# Detailed Mutation Analysis Tutorial Using PyEED

This notebook demonstrates a comprehensive workflow for analyzing mutations between protein sequences using PyEED (Python Enzyme Engineering Database). We'll walk through each step in detail.

## Cell 1: Required Imports

In [47]:
%reload_ext autoreload
%autoreload 2

import logging

from pyeed import Pyeed
from pyeed.analysis.mutation_detection import MutationDetection
from pyeed.analysis.standard_numbering import StandardNumberingTool

- `Pyeed`: Main class for interacting with the PyEED database
- `MutationDetection`: Class for identifying differences between protein sequences
- `StandardNumberingTool`: Ensures consistent position numbering across different protein sequences
- `logging`: For tracking execution progress and debugging

## Cell 2: Logging Configuration

In [48]:
logging.basicConfig(level=logging.ERROR, format='%(asctime)s - %(levelname)s - %(message)s')
LOGGER = logging.getLogger(__name__)

Sets up logging to:
- Show only ERROR level messages and above
- Include timestamp, log level, and message in the output
- Create a logger instance specific to this notebook

## Cell 3: Database Setup and Connection

In [49]:
uri = "bolt://129.69.129.130:7687"
user = "neo4j"
password = "12345678"

eedb = Pyeed(uri, user=user, password=password)

eedb.db.wipe_database("2025-02-07")
eedb.db.remove_db_constraints(user=user, password=password)

Pyeed Graph Object Mapping constraints not defined.

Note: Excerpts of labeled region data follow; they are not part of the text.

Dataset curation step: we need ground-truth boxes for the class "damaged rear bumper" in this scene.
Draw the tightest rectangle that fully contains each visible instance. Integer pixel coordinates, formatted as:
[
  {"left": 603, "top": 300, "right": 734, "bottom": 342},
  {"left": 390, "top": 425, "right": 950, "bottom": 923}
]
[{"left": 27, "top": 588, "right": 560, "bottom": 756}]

Use _install_labels() to set up model constraints.
📡 Connected to database.
All data has been wiped from the database.
Connecting to bolt://neo4j:12345678@129.69.129.130:7687
Dropping constraints...

Dropping indexes...

All constraints and indexes have been removed from the database.


1. Establishes connection parameters to a local Neo4j database
2. Creates a PyEED instance with these credentials
3. Wipes existing database data (with date "2025-01-19")
4. Removes all database constraints for a fresh start

This ensures we're working with a clean database state.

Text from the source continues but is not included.